OPEC members, along with allies such as Russia, concluded their monthly virtual meeting, normally held in Vienna, Thursday and pledged to rollover its current rate of output, which is holding back around 9.2 million barrels from the market each day, until at least the beginning of May.

Saudi Arabia's influential Energy Minister, Prince Abdulaziz bin Salman, as well as Russia's Deputy Prime Minister Alexander Novak, had both argued against easing the curbs, which were introduced last year, citing fragility in global markets and uncertain demand. 

"The uncertainty surrounding the pace of recovery has not receded," bin Salman said in his opening remarks. "At the risk of sounding like a stuck record, I would once again urge caution and vigilance."

WTI crude futures for April delivery, the benchmark for U.S. oil and gas prices, were marked $3.02 higher on the session at $64.30 per barrel, a level last seen in December 2019.
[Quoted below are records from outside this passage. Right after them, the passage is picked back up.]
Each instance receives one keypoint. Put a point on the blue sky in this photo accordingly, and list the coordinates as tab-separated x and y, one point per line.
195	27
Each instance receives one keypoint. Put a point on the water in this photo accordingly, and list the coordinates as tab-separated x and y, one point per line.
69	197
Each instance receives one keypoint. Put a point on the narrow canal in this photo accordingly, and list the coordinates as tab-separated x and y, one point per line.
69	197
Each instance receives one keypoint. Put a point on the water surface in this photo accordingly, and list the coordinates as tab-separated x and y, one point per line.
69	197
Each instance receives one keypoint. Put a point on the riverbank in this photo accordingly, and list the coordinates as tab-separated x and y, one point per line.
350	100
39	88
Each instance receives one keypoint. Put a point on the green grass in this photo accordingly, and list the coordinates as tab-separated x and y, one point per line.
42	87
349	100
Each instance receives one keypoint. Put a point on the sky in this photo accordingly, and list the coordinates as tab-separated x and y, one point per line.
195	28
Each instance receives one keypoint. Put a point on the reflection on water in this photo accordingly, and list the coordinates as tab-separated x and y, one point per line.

U.S. prices were also boosted by yesterday's weekly report on domestic crude stocks from the Energy Department, which showed a record 21 million barrel decline linked to the shuttering of refineries in Texas during the worst of the winter storms that gripped the region late last month.

Brent crude contracts for May delivery, which are more tightly-aligned to global prices, rose $3.10 per barrel to $67.16.
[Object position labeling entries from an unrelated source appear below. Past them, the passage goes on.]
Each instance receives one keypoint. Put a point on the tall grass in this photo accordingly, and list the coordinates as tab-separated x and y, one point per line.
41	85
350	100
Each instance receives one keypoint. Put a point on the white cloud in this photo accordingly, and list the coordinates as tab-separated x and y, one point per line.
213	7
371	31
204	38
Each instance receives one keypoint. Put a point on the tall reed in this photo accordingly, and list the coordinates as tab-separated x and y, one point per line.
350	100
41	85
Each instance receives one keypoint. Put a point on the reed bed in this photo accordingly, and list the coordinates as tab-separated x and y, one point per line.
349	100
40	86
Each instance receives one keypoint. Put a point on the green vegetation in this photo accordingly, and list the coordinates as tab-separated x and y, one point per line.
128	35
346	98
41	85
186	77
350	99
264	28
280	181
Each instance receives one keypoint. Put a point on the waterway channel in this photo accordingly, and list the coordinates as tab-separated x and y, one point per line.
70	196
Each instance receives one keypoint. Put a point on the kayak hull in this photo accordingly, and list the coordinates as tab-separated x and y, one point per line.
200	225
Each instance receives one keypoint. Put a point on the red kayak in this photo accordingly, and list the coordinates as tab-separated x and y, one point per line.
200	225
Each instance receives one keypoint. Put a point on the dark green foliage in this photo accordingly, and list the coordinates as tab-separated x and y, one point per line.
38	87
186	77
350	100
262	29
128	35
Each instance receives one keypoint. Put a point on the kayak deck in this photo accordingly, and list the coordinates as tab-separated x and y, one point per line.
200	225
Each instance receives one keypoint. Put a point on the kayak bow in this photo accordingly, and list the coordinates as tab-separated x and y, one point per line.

Exxon Mobil  (XOM) - Get Report shares, meanwhile, were marked 4.56% higher at $59.10 each while its larger rival, Chevron Corp. CVX rose 3.15% to $106.85 each.

"We see oil demand rebounding at more than twice the rate suggested by recent history which indicates a relationship where every 1% of global economic growth equates to about 0.5% growth in oil demand," JPMorgan analyst Natasha Kaneva said in a recent client note. "Our economists now anticipate global economic growth to average 6.4% this year and we project oil demand expanding at a 6.7% rate as increased mobility amplifies the recovery."

"Despite this robust growth, we still see global demand only breaching the coveted 100 mbd level in December 2021," she added.